Der Alltag von Autist*innen ist ein anderer als der von normalen Menschen. Für sie ist es am besten, wenn er vom Moment des Aufstehens bis zum Ins-Bett-Gehen durchorganisiert und strukturiert ist. Das was für gesunde Menschen öde und schwer erträgliche Gleichförmigkeit wäre, ist für Autist*innen der Garant für Wohlgefühl und Sicherheit. Jede Änderung, jedes umplanmäßige Ereignis kann sie völlig aus der Bahn werfen.
Stellen wir uns ihren Tagesablauf als eine Treppe von unten nach oben vor. Unten ist Morgen, oben ist Nachtruhe. Jede Stufe steht für einen Punkt im Ablauf des Tages, die erste also für das Aufstehen, Duschen und Anziehen, die zweite fürs Frühstück, die dritte für den Weg zum Bus zur Schule oder Arbeit usw.
Für Autist*innen ist es unmöglich, die Stufen zu vertauschen oder auch zwei Stufen auf einmal zu nehmen. Sie sind außerstande, gleich nach dem Aufstehen zu frühstücken oder auf dem Weg zum Bus noch schnell ein paar Äpfel zu kaufen. Der Abend verläuft dem entsprechend. Abendessen, aufräumen, zum Beispiel regelmäßig einen Film sehen, ins Bett gehen. Und das obere Ende der Treppe ist erreicht. Am folgenden Morgen beginnt alles wieder von vorn. Ereignisse dazwischen zu schieben ist nur sehr schwer möglich und muss auf jeden Fall „angemeldet“ werden.
Autist*innen kündigen häufig jede kleine, selbstverständlich scheinende Handlung mit einem Aussagesatz in Frageform an, z. B.: „Ich nehme mir ein Stück Kuchen“, ihr Ton ist unsicher und fragend. Diese Aktionen sind sozusagen keine Stufe der Treppe und daher eigentlich unmöglich. Autist*innen sind hier unsicher und bedürfen einfach der Zustimmung.

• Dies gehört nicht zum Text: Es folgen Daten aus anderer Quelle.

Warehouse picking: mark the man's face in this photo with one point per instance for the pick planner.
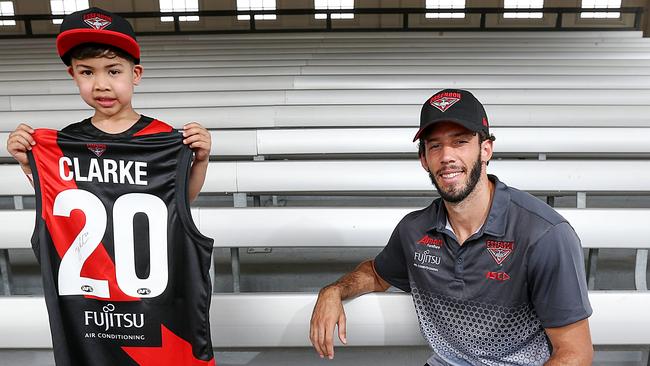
(453, 158)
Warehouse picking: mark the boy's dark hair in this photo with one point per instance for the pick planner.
(95, 50)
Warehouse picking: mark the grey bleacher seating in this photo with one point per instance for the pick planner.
(331, 115)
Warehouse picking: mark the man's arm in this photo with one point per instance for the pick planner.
(328, 311)
(571, 344)
(199, 140)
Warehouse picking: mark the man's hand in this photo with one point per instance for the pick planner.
(18, 143)
(328, 313)
(199, 140)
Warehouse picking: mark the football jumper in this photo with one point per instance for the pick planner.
(125, 271)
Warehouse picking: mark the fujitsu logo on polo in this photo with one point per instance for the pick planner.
(108, 319)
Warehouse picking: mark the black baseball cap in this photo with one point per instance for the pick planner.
(454, 105)
(95, 25)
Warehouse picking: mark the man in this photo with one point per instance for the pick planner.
(497, 276)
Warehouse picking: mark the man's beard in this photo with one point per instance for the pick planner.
(455, 197)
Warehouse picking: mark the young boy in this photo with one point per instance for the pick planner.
(125, 270)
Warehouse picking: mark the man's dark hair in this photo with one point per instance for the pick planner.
(95, 50)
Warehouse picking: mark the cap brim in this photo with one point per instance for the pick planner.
(71, 38)
(461, 122)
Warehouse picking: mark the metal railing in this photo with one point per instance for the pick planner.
(405, 13)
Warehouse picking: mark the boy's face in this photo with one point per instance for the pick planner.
(106, 84)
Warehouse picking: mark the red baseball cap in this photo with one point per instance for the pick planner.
(95, 25)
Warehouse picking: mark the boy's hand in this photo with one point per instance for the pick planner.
(19, 141)
(198, 139)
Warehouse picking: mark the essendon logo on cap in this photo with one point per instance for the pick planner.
(97, 149)
(500, 250)
(98, 21)
(443, 101)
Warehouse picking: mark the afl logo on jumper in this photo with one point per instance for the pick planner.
(500, 250)
(97, 149)
(443, 101)
(97, 20)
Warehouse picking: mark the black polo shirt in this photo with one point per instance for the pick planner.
(488, 301)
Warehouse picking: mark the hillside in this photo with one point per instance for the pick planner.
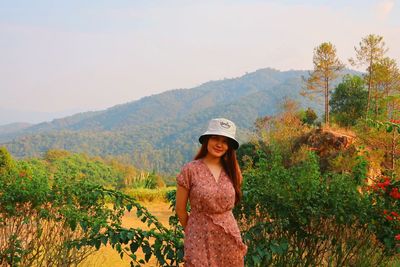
(160, 131)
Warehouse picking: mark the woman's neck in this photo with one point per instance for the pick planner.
(212, 160)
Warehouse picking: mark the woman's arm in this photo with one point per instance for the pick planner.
(182, 195)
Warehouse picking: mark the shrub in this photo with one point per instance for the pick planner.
(295, 216)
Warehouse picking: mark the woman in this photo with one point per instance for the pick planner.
(212, 183)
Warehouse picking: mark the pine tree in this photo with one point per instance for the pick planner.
(371, 50)
(327, 68)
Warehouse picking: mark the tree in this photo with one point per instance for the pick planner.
(372, 49)
(349, 100)
(327, 67)
(387, 77)
(309, 116)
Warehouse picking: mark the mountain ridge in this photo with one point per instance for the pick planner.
(160, 131)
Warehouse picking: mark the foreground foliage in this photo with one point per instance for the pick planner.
(295, 216)
(60, 219)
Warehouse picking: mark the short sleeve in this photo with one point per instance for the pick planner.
(183, 178)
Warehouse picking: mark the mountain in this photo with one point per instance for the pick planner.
(160, 131)
(9, 116)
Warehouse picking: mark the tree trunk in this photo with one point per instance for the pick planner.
(327, 102)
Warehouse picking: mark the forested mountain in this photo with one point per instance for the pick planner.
(160, 131)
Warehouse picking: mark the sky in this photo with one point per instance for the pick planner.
(80, 55)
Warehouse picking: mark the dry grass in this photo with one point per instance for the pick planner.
(108, 257)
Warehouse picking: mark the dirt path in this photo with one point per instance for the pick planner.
(107, 257)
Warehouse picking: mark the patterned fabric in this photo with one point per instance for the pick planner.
(212, 236)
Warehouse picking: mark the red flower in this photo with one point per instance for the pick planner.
(395, 214)
(395, 193)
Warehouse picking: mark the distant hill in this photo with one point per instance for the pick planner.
(160, 131)
(9, 131)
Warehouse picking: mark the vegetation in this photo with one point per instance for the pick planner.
(327, 67)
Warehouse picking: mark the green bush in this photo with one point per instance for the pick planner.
(145, 194)
(295, 216)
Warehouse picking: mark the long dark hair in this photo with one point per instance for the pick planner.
(230, 165)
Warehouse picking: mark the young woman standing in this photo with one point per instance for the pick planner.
(211, 182)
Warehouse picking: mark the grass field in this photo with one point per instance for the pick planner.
(108, 257)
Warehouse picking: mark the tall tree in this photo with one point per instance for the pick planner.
(387, 89)
(327, 68)
(370, 51)
(349, 100)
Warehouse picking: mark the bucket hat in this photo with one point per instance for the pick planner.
(221, 126)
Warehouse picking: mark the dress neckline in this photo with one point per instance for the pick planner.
(217, 180)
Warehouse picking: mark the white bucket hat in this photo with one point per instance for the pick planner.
(222, 127)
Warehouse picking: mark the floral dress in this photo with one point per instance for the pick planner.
(212, 236)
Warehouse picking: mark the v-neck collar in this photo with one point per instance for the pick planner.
(217, 180)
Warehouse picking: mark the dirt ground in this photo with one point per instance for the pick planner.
(108, 257)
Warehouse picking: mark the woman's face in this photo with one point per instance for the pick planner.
(217, 145)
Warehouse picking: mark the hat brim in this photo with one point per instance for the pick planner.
(234, 142)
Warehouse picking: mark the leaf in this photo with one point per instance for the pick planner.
(129, 207)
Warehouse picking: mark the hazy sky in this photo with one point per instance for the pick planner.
(87, 55)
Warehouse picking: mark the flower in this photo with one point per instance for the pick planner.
(395, 214)
(395, 193)
(389, 218)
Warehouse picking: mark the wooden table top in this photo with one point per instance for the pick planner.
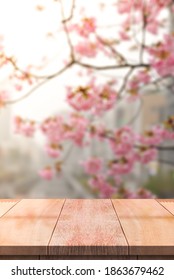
(86, 227)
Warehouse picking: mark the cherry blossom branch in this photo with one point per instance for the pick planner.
(71, 13)
(66, 29)
(126, 78)
(9, 102)
(143, 34)
(110, 67)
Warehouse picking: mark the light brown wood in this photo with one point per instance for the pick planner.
(6, 205)
(149, 227)
(88, 257)
(88, 227)
(167, 204)
(27, 228)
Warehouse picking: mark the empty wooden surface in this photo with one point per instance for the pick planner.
(149, 227)
(88, 227)
(6, 205)
(55, 228)
(27, 227)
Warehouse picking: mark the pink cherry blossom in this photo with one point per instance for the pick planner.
(100, 183)
(86, 48)
(3, 98)
(53, 150)
(86, 26)
(147, 155)
(92, 166)
(47, 173)
(123, 141)
(24, 127)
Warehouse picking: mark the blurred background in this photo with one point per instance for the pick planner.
(21, 158)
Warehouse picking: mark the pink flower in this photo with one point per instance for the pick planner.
(47, 173)
(53, 150)
(24, 127)
(123, 141)
(86, 48)
(3, 98)
(106, 190)
(147, 155)
(92, 166)
(85, 27)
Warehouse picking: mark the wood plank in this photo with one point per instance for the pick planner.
(27, 228)
(149, 228)
(6, 205)
(88, 227)
(88, 257)
(167, 204)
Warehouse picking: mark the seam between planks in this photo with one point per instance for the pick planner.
(47, 250)
(164, 207)
(121, 226)
(10, 208)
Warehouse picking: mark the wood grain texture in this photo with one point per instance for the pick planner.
(167, 204)
(149, 228)
(89, 257)
(6, 205)
(88, 227)
(27, 228)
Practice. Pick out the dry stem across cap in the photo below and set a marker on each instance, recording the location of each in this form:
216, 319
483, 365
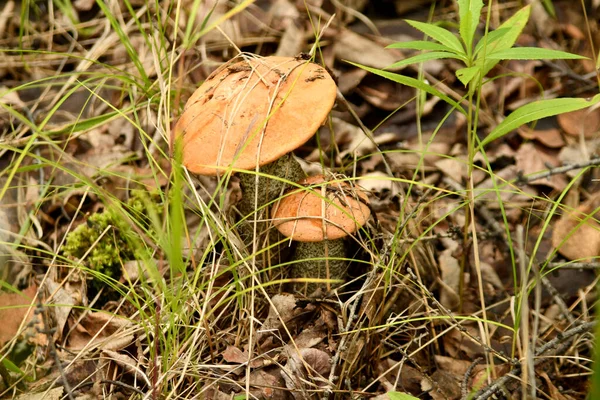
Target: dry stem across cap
258, 109
299, 215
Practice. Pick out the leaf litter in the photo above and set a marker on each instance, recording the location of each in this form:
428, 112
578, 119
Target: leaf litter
409, 318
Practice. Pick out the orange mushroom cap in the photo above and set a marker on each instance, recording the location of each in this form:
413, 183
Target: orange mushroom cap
258, 109
299, 215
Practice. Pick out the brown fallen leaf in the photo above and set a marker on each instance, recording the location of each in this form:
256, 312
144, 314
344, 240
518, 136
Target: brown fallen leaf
13, 310
266, 384
98, 328
531, 159
585, 121
577, 234
295, 372
553, 391
548, 137
52, 394
353, 47
441, 386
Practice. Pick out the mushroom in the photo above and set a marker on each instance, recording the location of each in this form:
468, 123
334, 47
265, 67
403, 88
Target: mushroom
252, 114
318, 218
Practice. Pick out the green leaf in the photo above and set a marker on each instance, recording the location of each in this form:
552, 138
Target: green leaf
514, 26
414, 83
537, 110
12, 367
466, 75
419, 45
490, 40
469, 12
83, 125
442, 35
434, 55
400, 396
532, 53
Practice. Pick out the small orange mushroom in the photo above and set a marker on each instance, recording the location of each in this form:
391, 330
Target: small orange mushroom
319, 220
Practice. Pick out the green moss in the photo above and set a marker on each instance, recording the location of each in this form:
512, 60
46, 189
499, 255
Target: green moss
118, 244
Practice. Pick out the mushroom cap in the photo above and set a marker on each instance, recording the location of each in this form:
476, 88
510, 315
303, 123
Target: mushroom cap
258, 109
299, 215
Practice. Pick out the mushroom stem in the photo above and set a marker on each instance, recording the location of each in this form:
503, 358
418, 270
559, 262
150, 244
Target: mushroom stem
320, 260
255, 196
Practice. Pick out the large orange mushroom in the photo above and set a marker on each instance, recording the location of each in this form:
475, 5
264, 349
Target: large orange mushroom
253, 113
319, 217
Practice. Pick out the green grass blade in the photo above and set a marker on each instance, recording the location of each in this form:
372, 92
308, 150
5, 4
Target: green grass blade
433, 55
532, 53
412, 82
535, 111
419, 45
466, 75
442, 35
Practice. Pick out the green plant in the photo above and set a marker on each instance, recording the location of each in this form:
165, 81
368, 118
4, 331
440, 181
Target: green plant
479, 57
493, 47
107, 240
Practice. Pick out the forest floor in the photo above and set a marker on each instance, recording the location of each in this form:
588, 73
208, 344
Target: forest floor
126, 276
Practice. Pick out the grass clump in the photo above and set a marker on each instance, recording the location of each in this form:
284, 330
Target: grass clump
107, 240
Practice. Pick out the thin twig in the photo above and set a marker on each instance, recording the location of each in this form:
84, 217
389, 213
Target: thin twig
561, 338
522, 180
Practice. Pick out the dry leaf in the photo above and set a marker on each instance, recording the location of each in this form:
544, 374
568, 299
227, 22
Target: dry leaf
554, 393
265, 384
295, 373
65, 297
531, 159
51, 394
13, 309
445, 386
353, 47
234, 355
586, 121
576, 240
548, 137
99, 328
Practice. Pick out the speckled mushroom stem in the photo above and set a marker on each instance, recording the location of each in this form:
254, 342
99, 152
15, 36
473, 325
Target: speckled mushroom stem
255, 196
320, 260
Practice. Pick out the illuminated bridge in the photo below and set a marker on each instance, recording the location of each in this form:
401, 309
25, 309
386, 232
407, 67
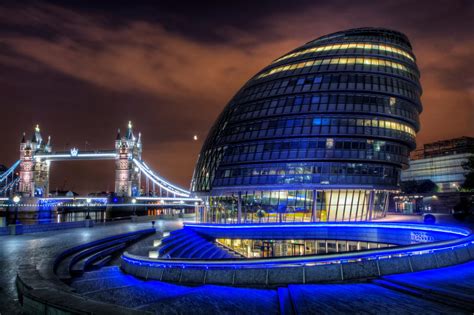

Daraus ergibt sich für alle Betreuenden von Autist*innen, dass sie abwägen müssen, Änderungen des Tagesablaufes wirklich einzufügen. Wenn, dann sollten sie so früh wie möglich angekündigt werden, am besten mit einer nachvollziehbaren Erklärung. Also nicht einfach: „Ich komme morgen später“, sondern: „Oma hat übermorgen Geburtstag. Wir treffen uns und holen morgen nach der Arbeit einen Blumenstrauß für sie.“ Dann sollten nicht außerdem noch Waschpulver, Eier und ein Blumenkohl gekauft werden, wenn es nicht besprochen worden ist.
Das Bild der Treppe trifft den Autist*innen-Tagesablauf sicher nicht ganz, steht aber für die Starrheit und vielleicht auch dafür, dass es weder nach links noch nach rechts Ausweichmöglichkeiten gibt, ohne abzustürzen.